Monday 11 May 2020, 2:30 pm (GTM + 2) Rocío Isabel Páez The Levi-Civita Hamiltonian normalization, the analytical construction of large Lyapunov orbits and their manifolds (Università degli Studi di Padova, Dipartimento di Matematica “Tullio Levi-Civita”) PDF
Abstract In this seminar, I will introduce and describe at full extent the construction of the normalized Levi-Civita Hamiltonian, a fundamental tool for the study of the invariant manifolds emanating from planar Lyapunov orbits, in particular for large values of the energy. We will start from the Hamiltonian of the CR3BP in Cartesian coordinates, whose radius of convergence after being expanded at $L_1$ or $L_2$ is limited in amplitude by $|1 – \mu – x L_1|$, and therefore it is inadequate for dealing with large amplitudes. We will introduce regularized variables, so as to construct the Levi-Civita Hamiltonian, and we will investigate if regularizations prior to the normalization scheme allow us to overcome this limit. Finally, we will discuss the results obtained from the study of the normalized Hamiltonian, on which we notice variations in the structure of the tubes manifolds, allowing circulations in either sense and even collisions. This research has been done in collaboration with M. Guzzo.
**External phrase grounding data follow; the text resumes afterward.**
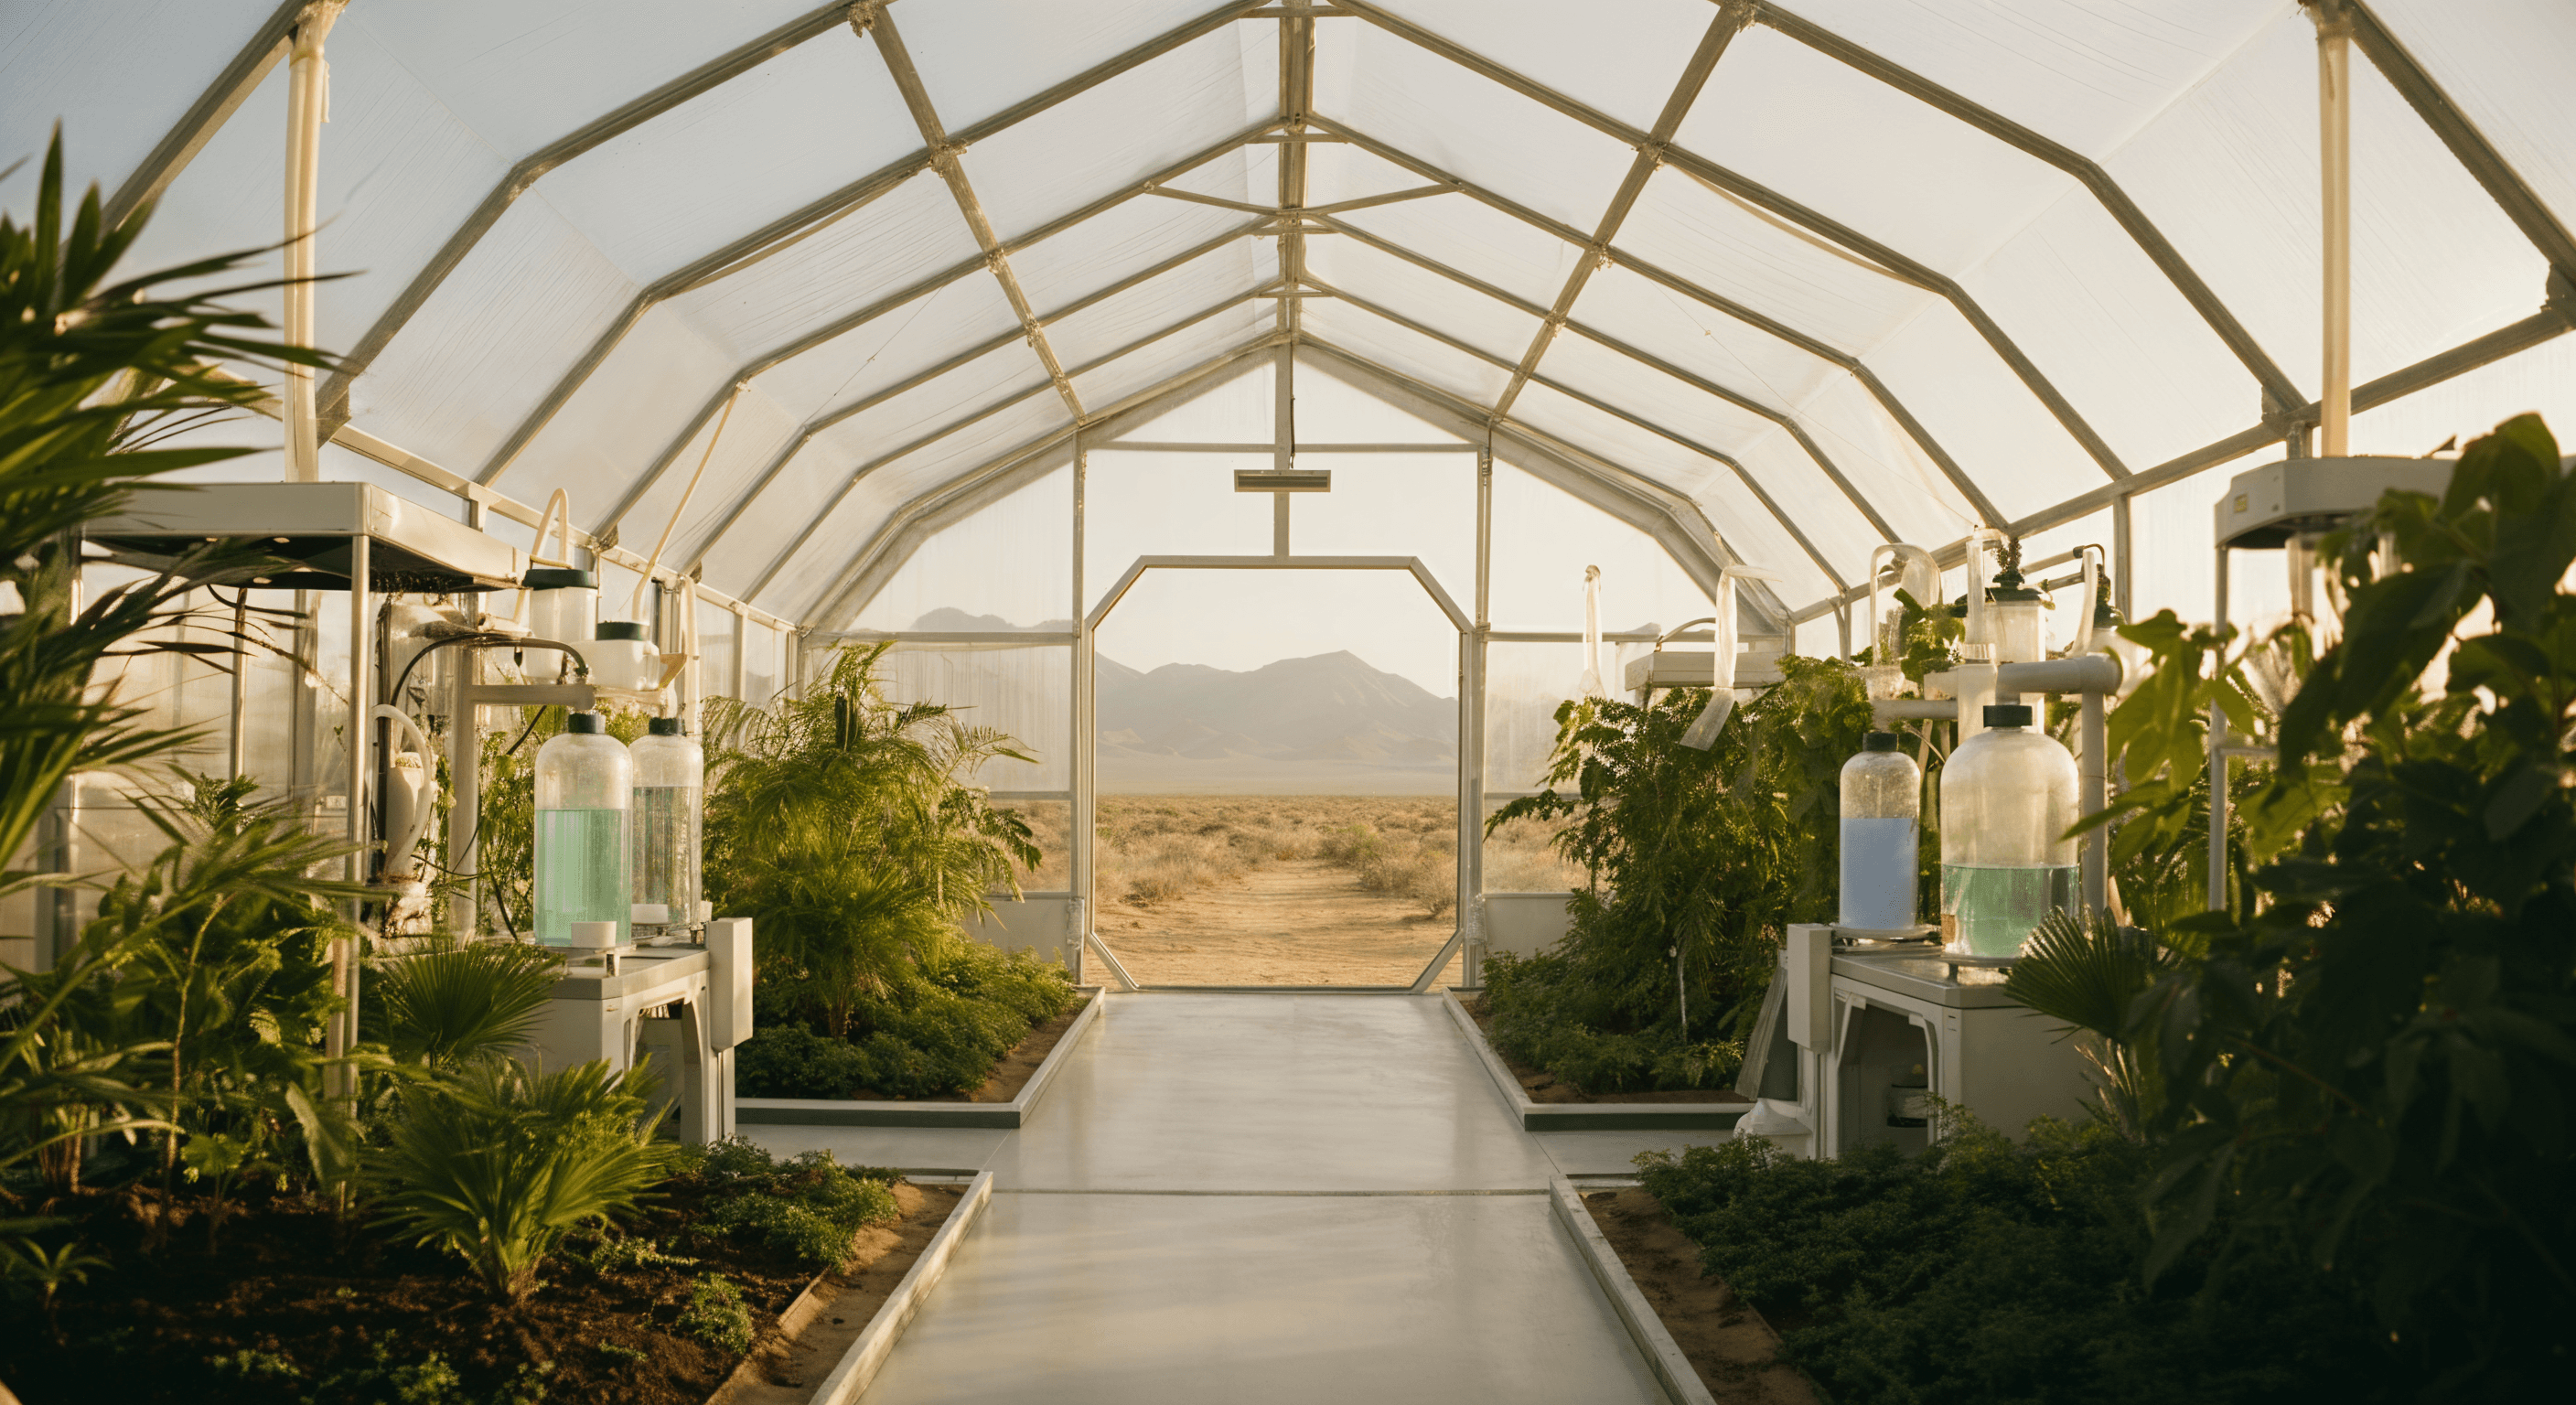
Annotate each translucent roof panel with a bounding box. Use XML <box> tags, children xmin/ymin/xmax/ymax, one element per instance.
<box><xmin>33</xmin><ymin>0</ymin><xmax>2573</xmax><ymax>636</ymax></box>
<box><xmin>852</xmin><ymin>465</ymin><xmax>1074</xmax><ymax>633</ymax></box>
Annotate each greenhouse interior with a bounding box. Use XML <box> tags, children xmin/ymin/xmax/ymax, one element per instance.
<box><xmin>3</xmin><ymin>0</ymin><xmax>2572</xmax><ymax>1400</ymax></box>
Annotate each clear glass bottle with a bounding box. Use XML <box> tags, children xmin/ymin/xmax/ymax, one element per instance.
<box><xmin>1939</xmin><ymin>703</ymin><xmax>2078</xmax><ymax>956</ymax></box>
<box><xmin>1839</xmin><ymin>731</ymin><xmax>1921</xmax><ymax>933</ymax></box>
<box><xmin>629</xmin><ymin>716</ymin><xmax>703</xmax><ymax>928</ymax></box>
<box><xmin>534</xmin><ymin>712</ymin><xmax>631</xmax><ymax>946</ymax></box>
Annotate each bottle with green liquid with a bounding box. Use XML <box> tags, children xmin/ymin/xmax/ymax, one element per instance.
<box><xmin>534</xmin><ymin>711</ymin><xmax>632</xmax><ymax>946</ymax></box>
<box><xmin>1938</xmin><ymin>702</ymin><xmax>2077</xmax><ymax>956</ymax></box>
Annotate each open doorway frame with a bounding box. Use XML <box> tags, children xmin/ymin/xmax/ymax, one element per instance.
<box><xmin>1077</xmin><ymin>555</ymin><xmax>1476</xmax><ymax>992</ymax></box>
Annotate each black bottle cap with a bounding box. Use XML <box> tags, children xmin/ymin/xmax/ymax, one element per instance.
<box><xmin>564</xmin><ymin>712</ymin><xmax>606</xmax><ymax>735</ymax></box>
<box><xmin>595</xmin><ymin>620</ymin><xmax>649</xmax><ymax>641</ymax></box>
<box><xmin>1862</xmin><ymin>731</ymin><xmax>1901</xmax><ymax>752</ymax></box>
<box><xmin>521</xmin><ymin>567</ymin><xmax>596</xmax><ymax>590</ymax></box>
<box><xmin>1983</xmin><ymin>703</ymin><xmax>2034</xmax><ymax>728</ymax></box>
<box><xmin>648</xmin><ymin>716</ymin><xmax>682</xmax><ymax>735</ymax></box>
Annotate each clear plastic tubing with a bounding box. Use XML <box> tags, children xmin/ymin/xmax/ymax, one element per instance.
<box><xmin>629</xmin><ymin>715</ymin><xmax>703</xmax><ymax>925</ymax></box>
<box><xmin>1939</xmin><ymin>703</ymin><xmax>2078</xmax><ymax>956</ymax></box>
<box><xmin>1840</xmin><ymin>731</ymin><xmax>1922</xmax><ymax>932</ymax></box>
<box><xmin>534</xmin><ymin>711</ymin><xmax>631</xmax><ymax>946</ymax></box>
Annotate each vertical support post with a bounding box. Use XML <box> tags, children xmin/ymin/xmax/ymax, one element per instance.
<box><xmin>2110</xmin><ymin>494</ymin><xmax>2134</xmax><ymax>623</ymax></box>
<box><xmin>2316</xmin><ymin>1</ymin><xmax>2355</xmax><ymax>457</ymax></box>
<box><xmin>279</xmin><ymin>2</ymin><xmax>343</xmax><ymax>484</ymax></box>
<box><xmin>2206</xmin><ymin>546</ymin><xmax>2231</xmax><ymax>913</ymax></box>
<box><xmin>228</xmin><ymin>589</ymin><xmax>252</xmax><ymax>776</ymax></box>
<box><xmin>1272</xmin><ymin>343</ymin><xmax>1293</xmax><ymax>556</ymax></box>
<box><xmin>331</xmin><ymin>531</ymin><xmax>370</xmax><ymax>1102</ymax></box>
<box><xmin>2080</xmin><ymin>690</ymin><xmax>2109</xmax><ymax>913</ymax></box>
<box><xmin>1464</xmin><ymin>439</ymin><xmax>1494</xmax><ymax>988</ymax></box>
<box><xmin>730</xmin><ymin>603</ymin><xmax>748</xmax><ymax>703</ymax></box>
<box><xmin>1070</xmin><ymin>434</ymin><xmax>1093</xmax><ymax>985</ymax></box>
<box><xmin>445</xmin><ymin>645</ymin><xmax>481</xmax><ymax>941</ymax></box>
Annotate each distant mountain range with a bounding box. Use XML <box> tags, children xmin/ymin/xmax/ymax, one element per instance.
<box><xmin>907</xmin><ymin>611</ymin><xmax>1457</xmax><ymax>792</ymax></box>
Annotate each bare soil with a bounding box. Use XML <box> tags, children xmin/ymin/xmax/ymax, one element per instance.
<box><xmin>1099</xmin><ymin>857</ymin><xmax>1458</xmax><ymax>985</ymax></box>
<box><xmin>1457</xmin><ymin>992</ymin><xmax>1754</xmax><ymax>1105</ymax></box>
<box><xmin>711</xmin><ymin>1183</ymin><xmax>961</xmax><ymax>1403</ymax></box>
<box><xmin>1582</xmin><ymin>1187</ymin><xmax>1817</xmax><ymax>1404</ymax></box>
<box><xmin>0</xmin><ymin>1177</ymin><xmax>956</xmax><ymax>1405</ymax></box>
<box><xmin>836</xmin><ymin>991</ymin><xmax>1093</xmax><ymax>1102</ymax></box>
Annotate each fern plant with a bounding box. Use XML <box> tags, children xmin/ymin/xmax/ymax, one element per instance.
<box><xmin>370</xmin><ymin>1056</ymin><xmax>671</xmax><ymax>1300</ymax></box>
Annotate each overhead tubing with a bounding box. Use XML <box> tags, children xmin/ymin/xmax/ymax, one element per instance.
<box><xmin>279</xmin><ymin>0</ymin><xmax>343</xmax><ymax>484</ymax></box>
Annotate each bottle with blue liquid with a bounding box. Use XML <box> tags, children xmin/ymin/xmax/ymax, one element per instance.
<box><xmin>1839</xmin><ymin>731</ymin><xmax>1922</xmax><ymax>935</ymax></box>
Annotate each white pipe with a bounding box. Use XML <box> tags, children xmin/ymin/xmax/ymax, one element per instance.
<box><xmin>2318</xmin><ymin>2</ymin><xmax>2354</xmax><ymax>456</ymax></box>
<box><xmin>1577</xmin><ymin>564</ymin><xmax>1605</xmax><ymax>698</ymax></box>
<box><xmin>633</xmin><ymin>382</ymin><xmax>746</xmax><ymax>623</ymax></box>
<box><xmin>279</xmin><ymin>2</ymin><xmax>344</xmax><ymax>484</ymax></box>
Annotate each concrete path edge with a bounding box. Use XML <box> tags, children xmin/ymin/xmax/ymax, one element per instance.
<box><xmin>1549</xmin><ymin>1174</ymin><xmax>1718</xmax><ymax>1405</ymax></box>
<box><xmin>740</xmin><ymin>990</ymin><xmax>1105</xmax><ymax>1129</ymax></box>
<box><xmin>807</xmin><ymin>1171</ymin><xmax>996</xmax><ymax>1405</ymax></box>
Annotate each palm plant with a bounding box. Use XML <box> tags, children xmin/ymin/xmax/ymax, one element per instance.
<box><xmin>2002</xmin><ymin>908</ymin><xmax>2179</xmax><ymax>1139</ymax></box>
<box><xmin>0</xmin><ymin>131</ymin><xmax>333</xmax><ymax>898</ymax></box>
<box><xmin>371</xmin><ymin>1056</ymin><xmax>671</xmax><ymax>1300</ymax></box>
<box><xmin>704</xmin><ymin>642</ymin><xmax>1040</xmax><ymax>1037</ymax></box>
<box><xmin>374</xmin><ymin>941</ymin><xmax>563</xmax><ymax>1068</ymax></box>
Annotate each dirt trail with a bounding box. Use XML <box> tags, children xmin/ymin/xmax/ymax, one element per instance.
<box><xmin>1096</xmin><ymin>856</ymin><xmax>1458</xmax><ymax>986</ymax></box>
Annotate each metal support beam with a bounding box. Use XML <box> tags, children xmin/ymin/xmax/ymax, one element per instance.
<box><xmin>1488</xmin><ymin>0</ymin><xmax>1750</xmax><ymax>420</ymax></box>
<box><xmin>675</xmin><ymin>221</ymin><xmax>1266</xmax><ymax>571</ymax></box>
<box><xmin>2346</xmin><ymin>1</ymin><xmax>2576</xmax><ymax>279</ymax></box>
<box><xmin>864</xmin><ymin>4</ymin><xmax>1084</xmax><ymax>420</ymax></box>
<box><xmin>590</xmin><ymin>133</ymin><xmax>1270</xmax><ymax>530</ymax></box>
<box><xmin>104</xmin><ymin>0</ymin><xmax>304</xmax><ymax>228</ymax></box>
<box><xmin>739</xmin><ymin>296</ymin><xmax>1281</xmax><ymax>606</ymax></box>
<box><xmin>315</xmin><ymin>1</ymin><xmax>864</xmax><ymax>429</ymax></box>
<box><xmin>1313</xmin><ymin>280</ymin><xmax>1850</xmax><ymax>588</ymax></box>
<box><xmin>1752</xmin><ymin>1</ymin><xmax>2303</xmax><ymax>412</ymax></box>
<box><xmin>1310</xmin><ymin>132</ymin><xmax>2012</xmax><ymax>524</ymax></box>
<box><xmin>317</xmin><ymin>0</ymin><xmax>1269</xmax><ymax>433</ymax></box>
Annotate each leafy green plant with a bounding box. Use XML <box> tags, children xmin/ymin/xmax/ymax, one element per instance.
<box><xmin>704</xmin><ymin>642</ymin><xmax>1041</xmax><ymax>1040</ymax></box>
<box><xmin>2002</xmin><ymin>909</ymin><xmax>2179</xmax><ymax>1141</ymax></box>
<box><xmin>371</xmin><ymin>1056</ymin><xmax>671</xmax><ymax>1300</ymax></box>
<box><xmin>1637</xmin><ymin>1119</ymin><xmax>2384</xmax><ymax>1404</ymax></box>
<box><xmin>1481</xmin><ymin>657</ymin><xmax>1874</xmax><ymax>1091</ymax></box>
<box><xmin>374</xmin><ymin>941</ymin><xmax>564</xmax><ymax>1068</ymax></box>
<box><xmin>2101</xmin><ymin>415</ymin><xmax>2576</xmax><ymax>1389</ymax></box>
<box><xmin>675</xmin><ymin>1273</ymin><xmax>755</xmax><ymax>1355</ymax></box>
<box><xmin>703</xmin><ymin>1161</ymin><xmax>898</xmax><ymax>1271</ymax></box>
<box><xmin>0</xmin><ymin>1233</ymin><xmax>109</xmax><ymax>1344</ymax></box>
<box><xmin>0</xmin><ymin>133</ymin><xmax>333</xmax><ymax>903</ymax></box>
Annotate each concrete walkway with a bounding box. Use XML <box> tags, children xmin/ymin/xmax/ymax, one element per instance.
<box><xmin>748</xmin><ymin>992</ymin><xmax>1682</xmax><ymax>1403</ymax></box>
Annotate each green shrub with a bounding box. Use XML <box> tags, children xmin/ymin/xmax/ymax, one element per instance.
<box><xmin>1483</xmin><ymin>658</ymin><xmax>1876</xmax><ymax>1093</ymax></box>
<box><xmin>371</xmin><ymin>1057</ymin><xmax>671</xmax><ymax>1300</ymax></box>
<box><xmin>375</xmin><ymin>942</ymin><xmax>564</xmax><ymax>1068</ymax></box>
<box><xmin>738</xmin><ymin>942</ymin><xmax>1078</xmax><ymax>1099</ymax></box>
<box><xmin>1639</xmin><ymin>1121</ymin><xmax>2388</xmax><ymax>1404</ymax></box>
<box><xmin>676</xmin><ymin>1273</ymin><xmax>754</xmax><ymax>1355</ymax></box>
<box><xmin>690</xmin><ymin>1146</ymin><xmax>900</xmax><ymax>1271</ymax></box>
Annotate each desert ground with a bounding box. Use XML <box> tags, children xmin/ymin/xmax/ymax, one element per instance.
<box><xmin>998</xmin><ymin>796</ymin><xmax>1583</xmax><ymax>986</ymax></box>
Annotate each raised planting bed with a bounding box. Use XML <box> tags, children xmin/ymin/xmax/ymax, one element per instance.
<box><xmin>738</xmin><ymin>988</ymin><xmax>1102</xmax><ymax>1130</ymax></box>
<box><xmin>0</xmin><ymin>1154</ymin><xmax>963</xmax><ymax>1405</ymax></box>
<box><xmin>1444</xmin><ymin>991</ymin><xmax>1748</xmax><ymax>1131</ymax></box>
<box><xmin>1554</xmin><ymin>1177</ymin><xmax>1817</xmax><ymax>1405</ymax></box>
<box><xmin>710</xmin><ymin>1171</ymin><xmax>992</xmax><ymax>1405</ymax></box>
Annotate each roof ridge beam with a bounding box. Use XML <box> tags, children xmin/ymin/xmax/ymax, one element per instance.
<box><xmin>1326</xmin><ymin>5</ymin><xmax>2132</xmax><ymax>483</ymax></box>
<box><xmin>317</xmin><ymin>0</ymin><xmax>1269</xmax><ymax>434</ymax></box>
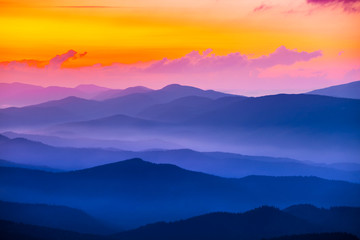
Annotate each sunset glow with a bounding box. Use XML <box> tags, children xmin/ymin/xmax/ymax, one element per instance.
<box><xmin>1</xmin><ymin>0</ymin><xmax>359</xmax><ymax>94</ymax></box>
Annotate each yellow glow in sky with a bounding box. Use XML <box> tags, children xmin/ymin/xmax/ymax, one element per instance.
<box><xmin>0</xmin><ymin>0</ymin><xmax>359</xmax><ymax>66</ymax></box>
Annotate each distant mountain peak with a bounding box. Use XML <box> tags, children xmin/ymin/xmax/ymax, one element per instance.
<box><xmin>75</xmin><ymin>84</ymin><xmax>110</xmax><ymax>93</ymax></box>
<box><xmin>75</xmin><ymin>158</ymin><xmax>155</xmax><ymax>171</ymax></box>
<box><xmin>157</xmin><ymin>84</ymin><xmax>230</xmax><ymax>100</ymax></box>
<box><xmin>117</xmin><ymin>157</ymin><xmax>147</xmax><ymax>164</ymax></box>
<box><xmin>199</xmin><ymin>206</ymin><xmax>282</xmax><ymax>218</ymax></box>
<box><xmin>125</xmin><ymin>86</ymin><xmax>152</xmax><ymax>91</ymax></box>
<box><xmin>283</xmin><ymin>204</ymin><xmax>321</xmax><ymax>214</ymax></box>
<box><xmin>68</xmin><ymin>158</ymin><xmax>198</xmax><ymax>180</ymax></box>
<box><xmin>160</xmin><ymin>84</ymin><xmax>224</xmax><ymax>93</ymax></box>
<box><xmin>60</xmin><ymin>96</ymin><xmax>85</xmax><ymax>101</ymax></box>
<box><xmin>36</xmin><ymin>96</ymin><xmax>96</xmax><ymax>107</ymax></box>
<box><xmin>161</xmin><ymin>84</ymin><xmax>196</xmax><ymax>91</ymax></box>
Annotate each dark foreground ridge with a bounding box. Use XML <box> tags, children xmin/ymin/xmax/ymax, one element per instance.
<box><xmin>0</xmin><ymin>205</ymin><xmax>359</xmax><ymax>240</ymax></box>
<box><xmin>0</xmin><ymin>200</ymin><xmax>114</xmax><ymax>234</ymax></box>
<box><xmin>266</xmin><ymin>233</ymin><xmax>359</xmax><ymax>240</ymax></box>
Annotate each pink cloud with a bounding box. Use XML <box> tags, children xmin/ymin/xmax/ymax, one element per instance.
<box><xmin>47</xmin><ymin>49</ymin><xmax>78</xmax><ymax>69</ymax></box>
<box><xmin>251</xmin><ymin>46</ymin><xmax>322</xmax><ymax>68</ymax></box>
<box><xmin>253</xmin><ymin>4</ymin><xmax>273</xmax><ymax>12</ymax></box>
<box><xmin>0</xmin><ymin>50</ymin><xmax>87</xmax><ymax>70</ymax></box>
<box><xmin>1</xmin><ymin>46</ymin><xmax>351</xmax><ymax>96</ymax></box>
<box><xmin>308</xmin><ymin>0</ymin><xmax>359</xmax><ymax>4</ymax></box>
<box><xmin>144</xmin><ymin>50</ymin><xmax>249</xmax><ymax>73</ymax></box>
<box><xmin>0</xmin><ymin>59</ymin><xmax>46</xmax><ymax>69</ymax></box>
<box><xmin>307</xmin><ymin>0</ymin><xmax>360</xmax><ymax>12</ymax></box>
<box><xmin>143</xmin><ymin>46</ymin><xmax>321</xmax><ymax>74</ymax></box>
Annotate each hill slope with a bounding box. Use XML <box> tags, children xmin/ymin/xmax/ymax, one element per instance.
<box><xmin>0</xmin><ymin>82</ymin><xmax>110</xmax><ymax>108</ymax></box>
<box><xmin>308</xmin><ymin>81</ymin><xmax>360</xmax><ymax>99</ymax></box>
<box><xmin>113</xmin><ymin>206</ymin><xmax>317</xmax><ymax>240</ymax></box>
<box><xmin>0</xmin><ymin>201</ymin><xmax>113</xmax><ymax>234</ymax></box>
<box><xmin>0</xmin><ymin>159</ymin><xmax>359</xmax><ymax>229</ymax></box>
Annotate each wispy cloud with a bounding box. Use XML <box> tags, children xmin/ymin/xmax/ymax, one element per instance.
<box><xmin>47</xmin><ymin>50</ymin><xmax>77</xmax><ymax>69</ymax></box>
<box><xmin>253</xmin><ymin>4</ymin><xmax>273</xmax><ymax>12</ymax></box>
<box><xmin>251</xmin><ymin>46</ymin><xmax>322</xmax><ymax>68</ymax></box>
<box><xmin>142</xmin><ymin>46</ymin><xmax>321</xmax><ymax>74</ymax></box>
<box><xmin>1</xmin><ymin>50</ymin><xmax>87</xmax><ymax>70</ymax></box>
<box><xmin>306</xmin><ymin>0</ymin><xmax>360</xmax><ymax>12</ymax></box>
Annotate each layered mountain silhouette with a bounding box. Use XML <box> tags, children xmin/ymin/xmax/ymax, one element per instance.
<box><xmin>2</xmin><ymin>81</ymin><xmax>360</xmax><ymax>240</ymax></box>
<box><xmin>0</xmin><ymin>159</ymin><xmax>58</xmax><ymax>172</ymax></box>
<box><xmin>113</xmin><ymin>206</ymin><xmax>317</xmax><ymax>240</ymax></box>
<box><xmin>184</xmin><ymin>94</ymin><xmax>359</xmax><ymax>130</ymax></box>
<box><xmin>0</xmin><ymin>158</ymin><xmax>359</xmax><ymax>229</ymax></box>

Monday 4 May 2020, 2:30 pm (GTM + 2) Sara Di Ruzza Symbolic dynamics in a binary asteroid system (Università degli Studi di Padova, Dipartimento di Matematica “Tullio Levi-Civita”) PDF
Abstract We consider a system of three point masses undergoing Newtonian attraction. Two of them (“binary asteroids”) have equal mass, while the third one (“planet”) is much heavier. The three masses are constrained on a plane. The two lighter particles orbit one to the other, while the trajectory of the third particle is external to the two, and far. We look at the secular motions of this system, meaning that, from a reference frame centred with one of the asteroids, we average out the position of the other asteroid, and look at the movements of the eccentricity and the pericenter of its instantaneous ellipse, as determined by the attraction by the planet. In the limit when the planet describes a circular trajectory with infinite radius, the asteroidal ellipse periodically squeezes to a segment while the pericenter oscillates about an equilibrium. The question we ask concerns the onset of chaos, once the planet exercises its attraction at a large, but finite distance from the asteroids. Our analysis is purely numerical. Based on covering relations as in a recent paper by A. Gierzkiewicz and P. Zgliczynski (2019), a topological horseshoe is highlighted, indicating symbolic dynamics. Joint work with Jerome Daquin and Gabriella Pinzari.